Clearstream 2 : assaut à fleurets mouchetés entre Villepin et Rondot
La formule en a surpris plus d'un dans la grande salle de la Cour d'appel de Paris : “je suis d'accord à 100% avec le général Rondot” lance Dominique de Villepin, en se dépliant pour monter à la barre. L'ex-Premier ministre était en veine d'amabilités avec l'officier du renseignement, qui se dit rigide parce qu'il “ne se tient pas avachi” : “le général Rondot a raison” par ci, les sourires par là, des hochements de tête venus du fond du cœur quand les déclarations des deux hommes s'accordaient. Le diplomate Villepin était à la manœuvre.
Pas besoin d'être grand clerc pour comprendre que Dominique de Villepin avait tout intérêt à caresser l'ombrageux militaire dans le sens du poil. Ses déclarations dans le dossier et en première instance contredisent les siennes sur des points essentiels. Et L'officier, raide dans son costume strict, a annoncé d'entrée de jeu la couleur en prévenant qu'il en avait assez d'être le “berniche”, terme d'argot du Morvan, où il réside, pour désigner l'idiot du village. Et de prévenir qu'il ne répondrait à aucune question mettant en cause son “honneur militaire”, principe auquel il s'est tenu, au grand dam de quelques avocats.
D'entrée, le général a envoyé quelques fines flèches dans la défense de Dominique de Villepin :“il y a quelqu'un ici qui sait comment fonctionnent les services de renseignement, c'est Dominique de Villepin. Quand il parle de cela, il sait de quoi il parle en tant qu'initiateur, de donneur d'ordre”. Autrement dit : les lampistes ne sont pas prêts à porter le chapeau.
"Cher ami, faites au mieux"
Des divergences assez profondes sont apparues entre les deux hommes tout au long de leur confrontation à fleurets mouchetés. Sur la date à laquelle le général Rondot a certifié que les listings étaient faux par exemple : en juillet 2004, assure l'officier. En octobre 2004, répond l'ex-Premier ministre. Le point est essentiel, car il est reproché à Dominique de Villepin d'avoir volontairement laissé courir l'affaire pour atteindre Nicolas Sarkozy.

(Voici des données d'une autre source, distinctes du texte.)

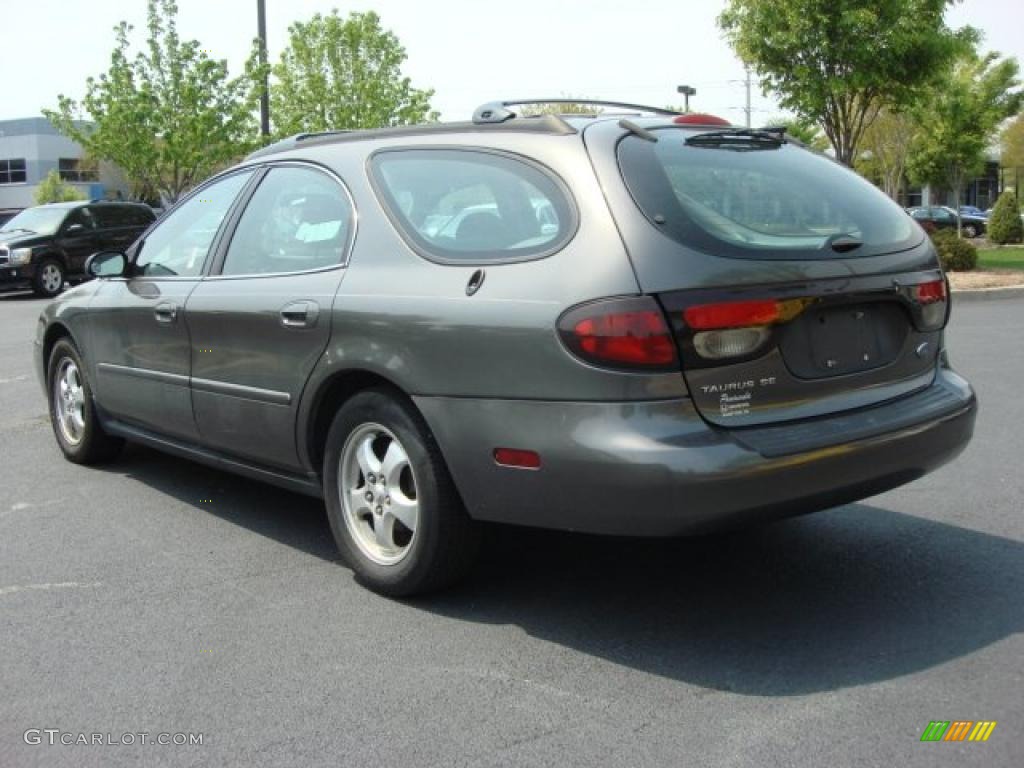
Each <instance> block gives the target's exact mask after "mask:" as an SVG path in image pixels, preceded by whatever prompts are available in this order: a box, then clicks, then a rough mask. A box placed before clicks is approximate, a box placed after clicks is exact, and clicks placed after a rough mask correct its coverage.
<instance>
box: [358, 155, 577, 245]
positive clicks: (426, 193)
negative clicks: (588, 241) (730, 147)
mask: <svg viewBox="0 0 1024 768" xmlns="http://www.w3.org/2000/svg"><path fill="white" fill-rule="evenodd" d="M372 169H373V176H374V181H375V182H376V186H377V188H378V189H379V191H380V193H381V198H382V200H383V203H384V205H385V207H386V209H387V211H388V213H389V214H390V216H391V219H392V220H393V221H394V222H395V224H396V225H397V227H398V229H399V231H400V232H401V234H402V236H403V237H404V238H406V240H407V241H409V242H410V244H411V245H412V246H413V247H414V248H415V249H416V250H417V251H419V252H420V253H421V254H423V255H424V256H426V257H428V258H433V259H437V260H440V261H444V262H457V263H472V262H493V261H518V260H523V259H531V258H539V257H542V256H546V255H548V254H551V253H554V252H555V251H556V250H558V249H559V248H561V247H562V246H563V245H565V243H566V242H567V241H568V240H569V239H570V238H571V237H572V234H573V232H574V231H575V221H577V217H575V209H574V208H573V206H572V204H571V202H570V199H569V194H568V191H567V190H566V189H565V187H564V185H563V184H562V183H561V181H559V180H558V179H557V178H556V177H555V176H554V175H553V174H552V173H551V172H549V171H548V170H546V169H543V168H542V167H541V166H539V165H537V164H535V163H532V162H530V161H526V160H524V159H519V158H514V157H511V156H509V155H504V154H498V153H493V152H478V151H471V150H394V151H384V152H380V153H377V154H376V155H375V156H374V158H373V161H372Z"/></svg>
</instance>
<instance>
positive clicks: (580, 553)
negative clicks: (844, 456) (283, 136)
mask: <svg viewBox="0 0 1024 768" xmlns="http://www.w3.org/2000/svg"><path fill="white" fill-rule="evenodd" d="M113 468H115V469H120V471H127V473H129V474H130V475H132V476H134V477H135V478H136V479H139V480H140V481H142V482H145V483H146V484H148V485H151V486H153V487H156V488H158V489H160V490H163V492H166V493H168V494H170V495H172V496H174V497H176V498H179V499H182V500H187V499H188V498H189V497H190V496H191V497H194V496H196V495H197V494H196V490H195V488H196V487H197V484H202V485H203V486H205V487H216V488H218V489H217V490H216V493H217V494H218V495H219V497H218V498H219V499H220V503H218V504H215V505H209V506H208V505H203V506H202V508H203V509H204V510H207V511H209V513H210V514H217V515H218V516H220V517H222V518H223V519H226V520H229V521H231V522H233V523H236V524H238V525H240V526H243V527H245V528H248V529H250V530H252V531H254V532H256V534H259V535H261V536H265V537H268V538H271V539H273V540H275V541H279V542H281V543H282V544H285V545H287V546H289V547H293V548H296V549H298V550H301V551H303V552H307V553H310V554H313V555H315V556H317V557H321V558H324V559H327V560H332V561H335V560H337V559H338V556H337V552H336V550H335V547H334V542H333V540H332V539H331V532H330V528H329V526H328V523H327V520H326V517H325V513H324V508H323V505H322V504H321V503H319V502H318V501H316V500H313V499H306V498H304V497H301V496H297V495H293V494H290V493H288V492H285V490H279V489H276V488H271V487H269V486H266V485H263V484H261V483H258V482H255V481H250V480H246V479H242V478H237V477H234V476H232V475H229V474H226V473H223V472H218V471H216V470H211V469H207V468H204V467H199V466H197V465H193V464H190V463H188V462H185V461H182V460H178V459H173V458H170V457H164V456H162V455H160V454H157V453H155V452H152V451H147V450H145V449H140V447H134V446H132V447H130V449H129V452H128V455H127V457H126V461H125V462H123V463H121V466H120V467H118V465H117V464H116V465H114V467H113ZM172 478H177V479H176V480H175V479H172ZM186 488H187V489H188V490H187V493H185V489H186ZM197 506H199V505H197ZM484 547H485V549H484V556H483V557H482V558H480V564H479V565H478V567H477V568H476V570H475V572H474V573H473V574H472V575H471V577H470V579H469V580H467V582H466V583H465V584H463V585H462V586H460V587H457V588H455V589H453V590H451V591H449V592H445V593H442V594H438V595H434V596H430V597H426V598H419V599H416V600H409V601H404V603H406V604H407V605H408V606H410V607H412V608H414V609H417V610H424V611H429V612H432V613H435V614H438V615H442V616H445V617H450V618H456V620H459V621H463V622H468V623H481V624H495V625H513V626H518V627H520V628H521V629H522V630H523V631H525V632H527V633H528V634H529V635H531V636H534V637H537V638H539V639H542V640H546V641H549V642H552V643H557V644H559V645H562V646H565V647H567V648H571V649H574V650H578V651H580V652H583V653H587V654H591V655H594V656H598V657H601V658H605V659H607V660H609V662H612V663H615V664H620V665H624V666H626V667H630V668H634V669H637V670H641V671H643V672H647V673H651V674H655V675H660V676H664V677H667V678H671V679H675V680H680V681H684V682H687V683H691V684H695V685H700V686H705V687H708V688H711V689H717V690H726V691H733V692H737V693H742V694H748V695H764V696H779V695H796V694H804V693H812V692H816V691H823V690H834V689H838V688H843V687H848V686H853V685H861V684H865V683H871V682H877V681H882V680H889V679H893V678H897V677H901V676H904V675H909V674H913V673H915V672H920V671H922V670H926V669H929V668H931V667H934V666H936V665H940V664H943V663H945V662H949V660H951V659H954V658H957V657H959V656H963V655H966V654H968V653H971V652H974V651H978V650H980V649H983V648H985V647H986V646H988V645H990V644H992V643H995V642H997V641H999V640H1001V639H1002V638H1006V637H1008V636H1010V635H1013V634H1014V633H1018V632H1021V631H1022V630H1024V600H1022V599H1021V594H1022V592H1024V544H1021V543H1020V542H1016V541H1013V540H1009V539H1005V538H1000V537H997V536H991V535H987V534H983V532H978V531H975V530H970V529H968V528H964V527H958V526H955V525H950V524H946V523H942V522H936V521H934V520H929V519H926V518H923V517H916V516H912V515H907V514H903V513H899V512H894V511H891V510H887V509H884V508H882V507H880V506H871V505H870V504H854V505H848V506H845V507H840V508H837V509H834V510H829V511H827V512H821V513H818V514H815V515H809V516H806V517H801V518H794V519H791V520H784V521H781V522H778V523H774V524H771V525H766V526H763V527H760V528H754V529H748V530H743V531H737V532H731V534H724V535H717V536H707V537H700V538H692V539H679V540H631V539H609V538H603V537H589V536H583V535H573V534H563V532H554V531H543V530H534V529H527V528H518V527H513V526H498V525H492V526H487V527H486V541H485V545H484ZM346 579H347V573H345V574H343V572H341V571H340V572H339V588H341V585H342V583H343V582H344V581H345V580H346ZM381 599H384V598H381Z"/></svg>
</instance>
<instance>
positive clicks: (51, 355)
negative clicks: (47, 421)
mask: <svg viewBox="0 0 1024 768" xmlns="http://www.w3.org/2000/svg"><path fill="white" fill-rule="evenodd" d="M46 381H47V382H48V383H49V386H48V393H49V401H50V402H49V404H50V423H51V424H52V426H53V434H54V435H55V436H56V438H57V444H58V445H59V446H60V451H62V452H63V455H65V457H66V458H67V459H68V460H69V461H72V462H75V463H76V464H98V463H100V462H104V461H110V460H111V459H113V458H115V457H116V456H117V455H118V453H119V452H120V451H121V447H122V445H123V444H124V440H122V439H121V438H119V437H112V436H111V435H109V434H106V432H104V431H103V428H102V426H100V424H99V419H98V418H97V416H96V407H95V406H94V404H93V402H92V388H91V387H90V386H89V382H88V381H87V379H86V378H85V367H84V366H83V365H82V357H81V355H80V354H79V352H78V349H77V348H76V347H75V345H74V344H73V343H72V342H71V340H70V339H60V340H59V341H58V342H57V343H56V344H54V345H53V351H52V352H50V361H49V367H48V369H47V377H46Z"/></svg>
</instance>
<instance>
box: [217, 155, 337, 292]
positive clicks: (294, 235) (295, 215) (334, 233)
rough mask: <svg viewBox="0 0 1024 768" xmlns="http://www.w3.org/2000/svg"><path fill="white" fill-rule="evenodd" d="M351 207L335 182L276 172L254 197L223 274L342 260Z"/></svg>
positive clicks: (260, 189) (335, 262)
mask: <svg viewBox="0 0 1024 768" xmlns="http://www.w3.org/2000/svg"><path fill="white" fill-rule="evenodd" d="M351 220H352V207H351V205H350V204H349V202H348V196H347V195H346V194H345V190H344V189H343V188H342V187H341V185H340V184H339V183H338V182H337V181H335V180H334V179H333V178H331V177H330V176H328V175H327V174H325V173H322V172H319V171H315V170H312V169H310V168H301V167H298V166H284V167H281V168H272V169H270V171H269V172H268V173H267V174H266V176H264V177H263V179H262V180H261V181H260V183H259V186H257V187H256V191H254V193H253V196H252V198H251V199H250V201H249V204H248V205H247V206H246V210H245V213H243V214H242V218H241V219H239V225H238V228H237V229H236V230H234V234H233V237H232V238H231V244H230V246H229V247H228V249H227V254H226V256H225V257H224V266H223V268H222V270H221V273H222V274H269V273H273V272H295V271H304V270H307V269H321V268H324V267H330V266H335V265H337V264H340V263H341V262H342V261H343V260H344V255H345V249H346V247H347V245H348V239H349V232H350V229H351Z"/></svg>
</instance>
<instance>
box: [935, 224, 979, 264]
mask: <svg viewBox="0 0 1024 768" xmlns="http://www.w3.org/2000/svg"><path fill="white" fill-rule="evenodd" d="M932 243H934V244H935V250H936V251H938V252H939V261H940V262H941V263H942V268H943V269H945V270H946V271H954V272H969V271H971V270H972V269H975V268H977V266H978V249H977V248H975V246H974V243H971V242H970V241H967V240H964V239H963V238H961V237H959V236H958V234H956V232H954V231H953V230H952V229H938V230H936V231H934V232H932Z"/></svg>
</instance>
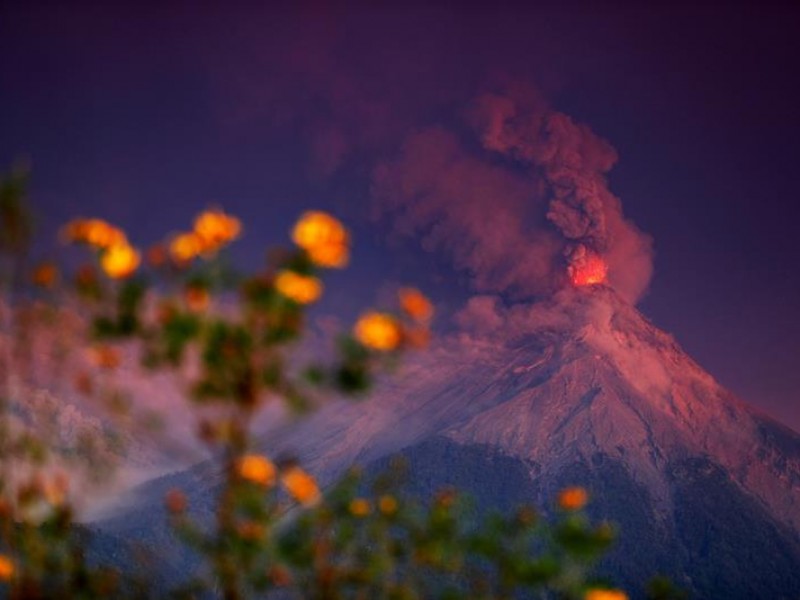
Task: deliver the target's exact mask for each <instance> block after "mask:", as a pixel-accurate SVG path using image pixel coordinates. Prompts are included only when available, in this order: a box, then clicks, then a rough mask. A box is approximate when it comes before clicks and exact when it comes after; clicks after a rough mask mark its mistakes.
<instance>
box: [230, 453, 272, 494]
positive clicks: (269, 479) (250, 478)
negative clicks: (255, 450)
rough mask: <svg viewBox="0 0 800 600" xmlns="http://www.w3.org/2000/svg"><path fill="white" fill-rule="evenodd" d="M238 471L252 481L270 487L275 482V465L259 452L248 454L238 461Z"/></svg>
mask: <svg viewBox="0 0 800 600" xmlns="http://www.w3.org/2000/svg"><path fill="white" fill-rule="evenodd" d="M236 473H237V474H238V475H239V477H241V478H242V479H244V480H245V481H249V482H251V483H255V484H257V485H261V486H264V487H269V486H272V485H274V484H275V465H274V464H272V461H271V460H269V459H268V458H266V457H265V456H261V455H259V454H246V455H244V456H242V457H241V458H240V459H239V460H238V461H237V462H236Z"/></svg>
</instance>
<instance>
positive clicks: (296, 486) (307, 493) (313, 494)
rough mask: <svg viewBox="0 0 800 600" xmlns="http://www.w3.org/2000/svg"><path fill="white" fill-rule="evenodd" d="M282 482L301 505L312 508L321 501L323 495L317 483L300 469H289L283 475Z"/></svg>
mask: <svg viewBox="0 0 800 600" xmlns="http://www.w3.org/2000/svg"><path fill="white" fill-rule="evenodd" d="M281 482H282V483H283V485H284V487H285V488H286V490H287V491H288V492H289V494H291V496H292V497H293V498H294V499H295V500H297V501H298V502H299V503H300V504H305V505H306V506H310V505H312V504H316V503H317V502H319V501H320V498H321V494H320V491H319V486H317V482H316V481H314V478H313V477H311V475H309V474H308V473H306V472H305V471H303V470H302V469H301V468H300V467H297V466H291V467H288V468H287V469H286V470H285V471H284V472H283V473H282V474H281Z"/></svg>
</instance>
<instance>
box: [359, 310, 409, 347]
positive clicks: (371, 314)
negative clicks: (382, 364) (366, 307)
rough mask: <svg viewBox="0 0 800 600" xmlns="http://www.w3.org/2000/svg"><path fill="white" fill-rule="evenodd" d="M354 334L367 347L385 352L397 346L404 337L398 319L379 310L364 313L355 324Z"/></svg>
mask: <svg viewBox="0 0 800 600" xmlns="http://www.w3.org/2000/svg"><path fill="white" fill-rule="evenodd" d="M354 334H355V336H356V339H357V340H358V341H359V342H361V343H362V344H364V345H365V346H366V347H367V348H372V349H373V350H381V351H384V352H386V351H389V350H394V349H395V348H397V347H398V346H399V345H400V342H401V341H402V339H403V332H402V329H401V328H400V324H399V323H398V322H397V319H395V318H394V317H393V316H391V315H388V314H385V313H378V312H369V313H366V314H365V315H363V316H362V317H361V318H360V319H359V320H358V322H357V323H356V325H355V328H354Z"/></svg>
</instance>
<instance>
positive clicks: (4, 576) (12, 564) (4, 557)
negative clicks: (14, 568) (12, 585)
mask: <svg viewBox="0 0 800 600" xmlns="http://www.w3.org/2000/svg"><path fill="white" fill-rule="evenodd" d="M13 576H14V562H13V561H12V560H11V559H10V558H9V557H8V556H6V555H5V554H0V581H10V580H11V578H12V577H13Z"/></svg>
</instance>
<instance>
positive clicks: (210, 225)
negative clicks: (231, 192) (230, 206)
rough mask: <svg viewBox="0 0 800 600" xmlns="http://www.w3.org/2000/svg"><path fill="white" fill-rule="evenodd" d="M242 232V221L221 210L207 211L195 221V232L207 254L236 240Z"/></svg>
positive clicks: (197, 216) (194, 227) (199, 214)
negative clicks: (230, 242)
mask: <svg viewBox="0 0 800 600" xmlns="http://www.w3.org/2000/svg"><path fill="white" fill-rule="evenodd" d="M241 231H242V223H241V221H239V219H237V218H236V217H232V216H230V215H227V214H225V213H224V212H223V211H221V210H207V211H205V212H202V213H200V214H199V215H198V216H197V218H196V219H195V220H194V232H195V233H196V234H197V236H198V237H199V238H200V239H201V240H202V242H203V247H204V251H206V252H214V251H215V250H217V249H218V248H220V247H221V246H223V245H224V244H227V243H229V242H231V241H233V240H235V239H236V238H237V237H239V233H240V232H241Z"/></svg>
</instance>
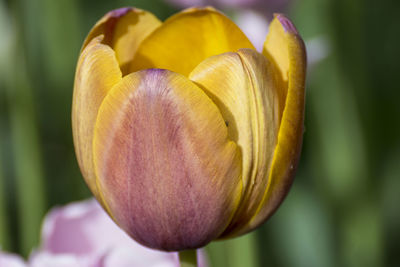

_ Désaccord également sur la garde à vue d'Imad lahoud dans une affaire d'escroquerie, en mars 2004. Le général assure qu'il a reçu un coup de téléphone de Jean-Louis Gergorin, puis dans la foulée de Dominique de Villepin qui a paru informé, et qui aurait évoqué l'affaire en premier et lui aurait demandé de faire libérer “la source”. L'ancien Premier ministre convient qu'il a appelé, mais pour parler des attentats de Madrid, que c'est l'officier qui a parlé le premier des problèmes liés à l'affaire Clearstream et qu'il a mal interprété la conversation : “Allo ? Oui ?... oui... oui... Bon ! C'est comme ça que je parle au téléphone (...) Quand il y a le feu au Congo-Brazzaville, quand il y a le feu à Kinshasa... L'ambassadeur appelle... et le ministre des Affaires étrangères a toujours la même réponse : “cher ami, faites au mieux””. Le général confirme qu'“avec Dominique de Villepin, c'est toujours bref”.
Pas de réunion de conspirateurs
Pourtant, le témoignage du général Rondot n'aura pas été aussi foudroyant que pouvait le redouter la défense de Dominique de Villepin. D'abord, l'officier, bien que susceptible, a lui aussi mis les formes face au ministre. Ensuite, pendant que le “mousquetaire” faisait des courbettes sur la forme, ses avocats se montraient plus incisifs sur le fond, poussant parfois le général dans ses retranchements.
Mais surtout, c'est Philippe Rondot lui-même qui a desserré la corde, en donnant son opinion sur l'affaire : “Imad Lahoud a été à la source, Jean-Louis Gergorin est entré dans le jeu, je pense de bonne foi, car il prenait des risques énormes si ça retombait sur lui. Jamais Dominique de Villepin ne m'a fait état de la présence de Nicolas Sarkozy dans ces listings. Jamais Dominique de Villepin ne m'a demandé de monter un coup avec la complicité de Jean-Louis Gergorin et d'Imad Lahoud”.
Il a même eu l'amabilité de préciser que la réunion du 9 janvier, au cours de laquelle l'affaire est évoquée officiellement pour la première fois avec Dominique de Villepin “n'était pas une réunion de conspirateurs”.
Profonds hochements de tête de l'ancien ministre.